The algorithm used consists of using different patterns:

Details of the algorithm described in the paper has been summarized below:

STEP 1: Compute the dependency Parse (DP) Tree of the Sentence.

STEP 2: Determine the set of clauses using the DP.

We first identify the clauses in the input sentence, obtain the head word of all the constituents of each clause. First, we construct a clause for every subject dependency in the DP (e.g., nsubj); the dependant constitutes the subject (S) and the governor the verb (V). 4 All other constituents of the clause are dependants of the verb: objects (O) and complements (C) via relations such as: dobj (direct object), iobj (indirect object), xcomp, or ccomp; and adverbials (A) via dependency relations such as advmod, advcl, or prep_in.

STEP 3: Determine the type of clauses using Pattern of the dependency relations. There are seven basic patterns which are as follows:

Clause Type                                         Examples                                  Derived Clauses
============================================================================================================================
Subject-Verb                                        He ran                                     (He,ran)
Subject-Verb-Adverbial                         He taught at Harvard                     (He, taught, at Harvard) 
Subject-Verb-Complement                        He is a politician                       (He, is, a politician)
Subject-Verb-Object                          He taught constitutional law           (He, taught, constitutional law)
Subject-Verb-Object-Adverb         He taught constitutional law at Harvard    (He, taught, constitutional law, at Harvard)
Subject-Verb-iObject-dobject                 He gave her the Nobel Prize.             (He, gave, her, the Nobel Prize)
Subject-Verb-Object-Complement              AE declared the meeting open.           (AE, declared, the meeting, open)

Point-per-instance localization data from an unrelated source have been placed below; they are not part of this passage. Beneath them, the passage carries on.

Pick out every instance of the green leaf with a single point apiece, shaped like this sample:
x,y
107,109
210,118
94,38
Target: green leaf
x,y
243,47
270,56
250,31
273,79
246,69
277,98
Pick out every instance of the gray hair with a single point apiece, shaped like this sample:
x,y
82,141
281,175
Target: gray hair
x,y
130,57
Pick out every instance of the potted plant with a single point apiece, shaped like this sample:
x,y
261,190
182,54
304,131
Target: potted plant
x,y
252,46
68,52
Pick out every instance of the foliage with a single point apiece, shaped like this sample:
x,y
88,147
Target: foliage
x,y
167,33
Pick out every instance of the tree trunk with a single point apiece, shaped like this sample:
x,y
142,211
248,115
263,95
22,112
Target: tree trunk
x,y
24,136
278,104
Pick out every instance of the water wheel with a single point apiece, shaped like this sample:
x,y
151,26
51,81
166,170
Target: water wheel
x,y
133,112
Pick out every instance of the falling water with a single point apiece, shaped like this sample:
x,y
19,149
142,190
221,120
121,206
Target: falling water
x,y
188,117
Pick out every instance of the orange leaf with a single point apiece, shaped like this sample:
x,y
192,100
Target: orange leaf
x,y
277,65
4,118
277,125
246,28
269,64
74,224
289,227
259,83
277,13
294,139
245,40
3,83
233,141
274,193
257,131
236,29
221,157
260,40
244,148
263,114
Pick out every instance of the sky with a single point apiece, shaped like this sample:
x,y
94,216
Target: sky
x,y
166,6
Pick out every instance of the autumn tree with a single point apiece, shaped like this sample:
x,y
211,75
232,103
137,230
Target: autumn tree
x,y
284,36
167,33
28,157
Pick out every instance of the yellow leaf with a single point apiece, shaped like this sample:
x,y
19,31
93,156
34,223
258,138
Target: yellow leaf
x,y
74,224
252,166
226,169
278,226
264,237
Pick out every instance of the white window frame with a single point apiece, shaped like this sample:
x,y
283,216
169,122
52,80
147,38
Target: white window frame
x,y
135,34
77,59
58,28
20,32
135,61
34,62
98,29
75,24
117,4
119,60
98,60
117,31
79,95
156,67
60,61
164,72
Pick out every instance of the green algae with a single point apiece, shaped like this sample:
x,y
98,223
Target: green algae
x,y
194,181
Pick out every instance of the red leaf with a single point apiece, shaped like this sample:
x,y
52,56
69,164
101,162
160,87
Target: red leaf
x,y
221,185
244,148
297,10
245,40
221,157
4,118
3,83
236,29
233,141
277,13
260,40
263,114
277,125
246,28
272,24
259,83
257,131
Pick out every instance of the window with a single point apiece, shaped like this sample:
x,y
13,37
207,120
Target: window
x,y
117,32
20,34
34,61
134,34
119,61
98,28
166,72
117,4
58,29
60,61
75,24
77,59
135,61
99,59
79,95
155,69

Once clauses have been detected, we generate one or more propositions for each clause based on the type of the clause. For example : when we have more than one object phrases, in case of SVOA(Subject-Verb-Object-Adverb), we generate two triples such as : SVO and SVOA therefore, in example of (He, taught, constitutional law, at Harvard), we will have two Triples <He, taught, constitutional law at Harvard> and another one as <He, taught, constitutional law>

Moreover, in case of Subject-Verb-iObject-dobject, we generate the triples in similar way with more focus on the direct object, therefore, in case of (He, gave, her, the Nobel Prize), we get two triples such as: <He, gave, her the Nobel Prize> and another one as <He, gave, the Nobel Prize>

In case of (AE, declared, the meeting, open), we create one triple as : <AE, declared, the meeting open>.

At the end of the first week, I have generated the triples here.